Food prices also continued to rise in Canada, up 8.8 per cent compared to last year. While prices are still up from last year, price growth slowed, as the increase matched the 8.8 per cent rise reported in May. Grocery prices remained high, with food purchased from stores increasing 9.4 per cent annually. Compared to last year, the price of fresh vegetables jumped 9.5 per cent, dairy products were up 8.7 per cent and meat increased 8 per cent. The price of edible fats and oils soared 28.8 per cent.

The easing of public health restrictions also led to higher demand for travel-related services in June, StatCan says. Accommodation prices soared last month, jumping 49.7 per cent, while the price for air travel jumped 6.4 per cent compared to May.

'Economy is still too hot'

While economists had predicted that inflation would be higher in June than the 7.7 per cent reached in May, CPI came in lower than the average expected gain of 8.4 per cent.

"The slightly weaker-than-anticipated inflation readings will come as good news for central bankers trying to control price pressures," Desjardins economist Royce Mendes wrote in a note to clients on Wednesday.

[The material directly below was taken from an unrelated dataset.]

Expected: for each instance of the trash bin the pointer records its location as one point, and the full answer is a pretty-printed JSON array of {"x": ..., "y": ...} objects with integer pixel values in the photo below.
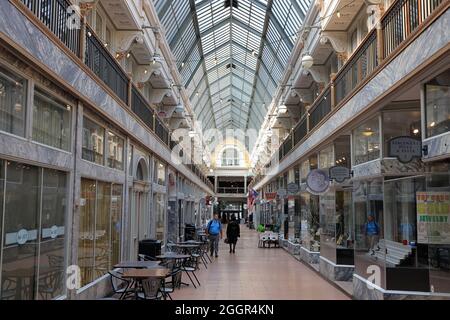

"Moreover, the more recent fall in global commodity prices is seeing Canadian energy prices declining in July. But the economy is still too hot, and 45 per cent of the CPI basket is now rising faster than 7 per cent per year."

The inflation data comes a week after the Bank of Canada raised its benchmark rate by 100 basis points, a surprise move that exceeded expectations as the central bank attempts to tame soaring inflation. The Bank of Canada warned last week that inflation will likely remain around 8 per cent over the next few months and that more hikes are likely to come in order to rein prices in.

While growth slowed in some categories, and gas prices are expected to drop off in July, the challenge facing the Bank of Canada when it comes to taming inflation remains a daunting one. BMO Capital Markets chief economist Douglas Porter notes that CPI falling below economist expectations is "where the good news ends."

"The monthly rise would have been at the upper end of anything seen in the decade before the pandemic, and still represents an annualized increase of just over 8 per cent—so today's result is better, but not good," he wrote in a note on Wednesday.

"It's really saying something when an 8.1% inflation rate is greeted with a modicum of relief in financial markets because it wasn't quite as awful as expected... Headline inflation is likely to retreat next month on the pullback in pump prices, but will probably remain quite lofty through the second half of this year."